How Can a Gluten-Free Diet Help With Fibromyalgia?
Most people have heard the word gluten, but don’t really understand what it is. Gluten is the protein in wheat, barley and rye that makes the dough sticky. Sadly, that chewy protein that makes bagels, breads and pastas taste so good is actually poison to a significant portion of the population — up to an estimated 29 percent of Americans. Eating anything with gluten in it may cause these sensitive people to have an immune system reaction.
In simple terms, the body is unable to break down gluten into soluble proteins. So instead of metabolizing it correctly, the body treats it as a foreign invader and produces antibodies to combat it. Though the antibodies are only trying to defend the body, that over-reaction may cause immune reactivity, autoimmunity and inflammation leading to dozens of things. Oddly enough, that reaction can take many forms and masquerade as dozens of other things — skin diseases, neurological disorders, autoimmune diseases, digestive disorders and other undiagnosed conditions like chronic fatigue syndrome and fibromyalgia!
In many cases, fibromyalgia patients symptoms may be caused by or just complicated by a gluten sensitivity.

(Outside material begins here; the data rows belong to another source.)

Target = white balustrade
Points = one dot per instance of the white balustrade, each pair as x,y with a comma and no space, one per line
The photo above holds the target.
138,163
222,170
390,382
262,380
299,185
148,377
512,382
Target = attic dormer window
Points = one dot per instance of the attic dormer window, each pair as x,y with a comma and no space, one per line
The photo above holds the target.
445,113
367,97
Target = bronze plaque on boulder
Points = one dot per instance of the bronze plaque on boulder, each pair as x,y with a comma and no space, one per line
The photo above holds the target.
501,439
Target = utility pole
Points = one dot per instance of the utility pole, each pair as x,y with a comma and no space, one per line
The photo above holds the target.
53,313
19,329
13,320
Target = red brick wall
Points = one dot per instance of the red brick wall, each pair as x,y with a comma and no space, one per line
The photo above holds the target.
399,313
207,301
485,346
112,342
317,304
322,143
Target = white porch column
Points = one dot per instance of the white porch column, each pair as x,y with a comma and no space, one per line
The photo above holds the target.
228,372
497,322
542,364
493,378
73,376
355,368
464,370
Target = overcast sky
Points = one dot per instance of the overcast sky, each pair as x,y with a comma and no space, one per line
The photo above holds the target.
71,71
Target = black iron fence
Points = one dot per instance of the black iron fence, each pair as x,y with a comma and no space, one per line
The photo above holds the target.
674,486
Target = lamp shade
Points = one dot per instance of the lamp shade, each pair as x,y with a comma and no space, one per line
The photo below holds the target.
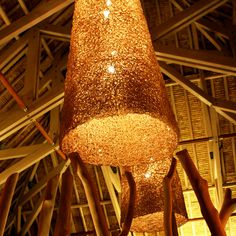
149,205
116,111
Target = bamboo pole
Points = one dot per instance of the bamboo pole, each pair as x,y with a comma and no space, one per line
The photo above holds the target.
168,199
130,212
48,206
5,200
228,207
95,208
200,187
63,221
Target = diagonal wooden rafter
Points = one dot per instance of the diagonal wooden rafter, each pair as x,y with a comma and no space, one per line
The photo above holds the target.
187,17
19,152
37,15
27,162
14,120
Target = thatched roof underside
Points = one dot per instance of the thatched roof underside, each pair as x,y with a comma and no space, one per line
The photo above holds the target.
197,46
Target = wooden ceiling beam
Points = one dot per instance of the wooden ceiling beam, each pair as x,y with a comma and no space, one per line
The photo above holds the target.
214,27
201,59
15,119
8,54
27,162
40,185
37,15
186,17
57,31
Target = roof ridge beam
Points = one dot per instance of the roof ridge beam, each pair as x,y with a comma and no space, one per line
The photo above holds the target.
37,15
187,16
201,59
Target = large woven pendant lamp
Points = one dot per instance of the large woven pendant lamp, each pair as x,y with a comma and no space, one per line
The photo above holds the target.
116,111
149,205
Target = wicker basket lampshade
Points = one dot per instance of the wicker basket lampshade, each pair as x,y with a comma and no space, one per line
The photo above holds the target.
116,111
149,205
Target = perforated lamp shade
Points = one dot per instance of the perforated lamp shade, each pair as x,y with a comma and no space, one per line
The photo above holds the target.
149,206
116,111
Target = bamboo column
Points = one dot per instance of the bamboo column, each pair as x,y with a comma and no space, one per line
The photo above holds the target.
130,212
48,206
228,207
95,208
5,200
168,199
200,187
63,222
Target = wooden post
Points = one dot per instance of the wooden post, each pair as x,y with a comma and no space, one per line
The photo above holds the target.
5,200
168,199
229,205
62,227
48,206
130,212
95,208
200,187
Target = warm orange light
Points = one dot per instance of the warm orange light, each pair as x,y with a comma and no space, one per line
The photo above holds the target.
149,206
116,110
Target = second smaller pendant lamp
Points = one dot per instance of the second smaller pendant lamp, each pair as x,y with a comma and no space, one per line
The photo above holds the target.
149,205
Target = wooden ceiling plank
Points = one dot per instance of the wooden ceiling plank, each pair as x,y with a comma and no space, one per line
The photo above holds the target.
26,162
30,90
227,106
186,17
199,93
37,15
19,152
201,59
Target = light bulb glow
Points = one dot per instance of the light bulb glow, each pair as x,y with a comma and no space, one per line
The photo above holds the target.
109,3
111,69
106,14
148,174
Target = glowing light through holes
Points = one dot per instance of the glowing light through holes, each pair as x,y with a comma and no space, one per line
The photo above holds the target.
111,69
148,174
109,3
106,14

Such sensitivity is difficult to detect through blood tests or other medical examinations, so the best way to find out for sure is to cut gluten out of your diet completely for a while. It does mean you’ll have to cut out lots of tasty options for a while like cookies, cakes, pasta and bread, until you know for sure if you have a sensitivity. The good news is, that with so many Americans suffering from gluten sensitivity, there are many gluten free products available — which means that you can still have that muffin you just have to have every morning … it just has to be gluten-free.

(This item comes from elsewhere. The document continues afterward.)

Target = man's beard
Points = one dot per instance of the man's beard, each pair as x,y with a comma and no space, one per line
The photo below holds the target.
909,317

Grains are used in the processing of many ingredients and are almost universally present in boxed or pre-packaged foods, so it will be necessary to seek out hidden gluten. The following terms found on food labels may mean that there is gluten in the product.

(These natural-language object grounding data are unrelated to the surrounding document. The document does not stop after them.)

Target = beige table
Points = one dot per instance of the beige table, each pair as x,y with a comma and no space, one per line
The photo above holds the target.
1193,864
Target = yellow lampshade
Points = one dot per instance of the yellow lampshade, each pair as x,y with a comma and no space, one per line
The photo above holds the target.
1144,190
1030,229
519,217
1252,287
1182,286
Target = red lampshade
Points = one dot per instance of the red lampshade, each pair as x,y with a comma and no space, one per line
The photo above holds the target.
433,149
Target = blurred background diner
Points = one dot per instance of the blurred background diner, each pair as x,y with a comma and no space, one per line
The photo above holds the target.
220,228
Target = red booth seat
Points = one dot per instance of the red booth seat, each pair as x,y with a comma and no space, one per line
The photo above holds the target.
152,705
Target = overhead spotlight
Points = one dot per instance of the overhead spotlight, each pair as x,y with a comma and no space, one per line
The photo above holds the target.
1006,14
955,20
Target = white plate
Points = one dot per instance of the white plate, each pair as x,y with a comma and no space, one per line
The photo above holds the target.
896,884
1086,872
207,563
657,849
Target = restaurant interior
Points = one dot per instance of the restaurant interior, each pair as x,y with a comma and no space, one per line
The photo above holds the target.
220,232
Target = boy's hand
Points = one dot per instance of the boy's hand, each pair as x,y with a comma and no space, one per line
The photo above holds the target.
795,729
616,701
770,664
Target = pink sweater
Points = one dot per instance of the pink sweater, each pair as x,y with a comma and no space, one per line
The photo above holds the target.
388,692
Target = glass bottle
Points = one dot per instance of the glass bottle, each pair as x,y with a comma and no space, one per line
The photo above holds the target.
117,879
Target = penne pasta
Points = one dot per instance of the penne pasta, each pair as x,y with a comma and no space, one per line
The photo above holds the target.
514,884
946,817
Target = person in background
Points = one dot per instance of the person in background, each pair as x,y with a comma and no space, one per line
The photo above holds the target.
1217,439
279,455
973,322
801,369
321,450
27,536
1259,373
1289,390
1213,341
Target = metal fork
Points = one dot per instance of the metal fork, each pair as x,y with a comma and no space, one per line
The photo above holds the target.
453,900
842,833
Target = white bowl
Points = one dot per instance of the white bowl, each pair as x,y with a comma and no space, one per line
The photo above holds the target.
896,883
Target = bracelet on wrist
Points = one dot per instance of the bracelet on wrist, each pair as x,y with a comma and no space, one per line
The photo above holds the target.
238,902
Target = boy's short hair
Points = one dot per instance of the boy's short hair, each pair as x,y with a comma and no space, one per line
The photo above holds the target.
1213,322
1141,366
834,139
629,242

Hydrolyzed Vegetable Protein (HVP), unless made from soy or corn
Flour or Cereal products, unless made with pure rice flour, corn flour, potato flour, or soy flour
Vegetable Protein, unless made from soy or corn
Malt or Malt Flavoring, unless derived from corn
Modified Starch or Modified Food Starch, unless arrowroot, corn, potato, tapioca, waxy maize, or maize is used
Vegetable Gum, unless vegetable gums are carob bean gum, locust bean gum, cellulose gum, guar gum, gum arabic, gum aracia, gum tragacanth, xanthan gum, or vegetable starch
Soy Sauce or Soy Sauce Solids, unless you know they do not contain wheat
Once you have started, there are supplements you should take to provide all the nutrients and major antioxidants — things like fish oil, multivitamins, coenzyme Q10. Additional steps include adding supplements like quercetin and acidophilus.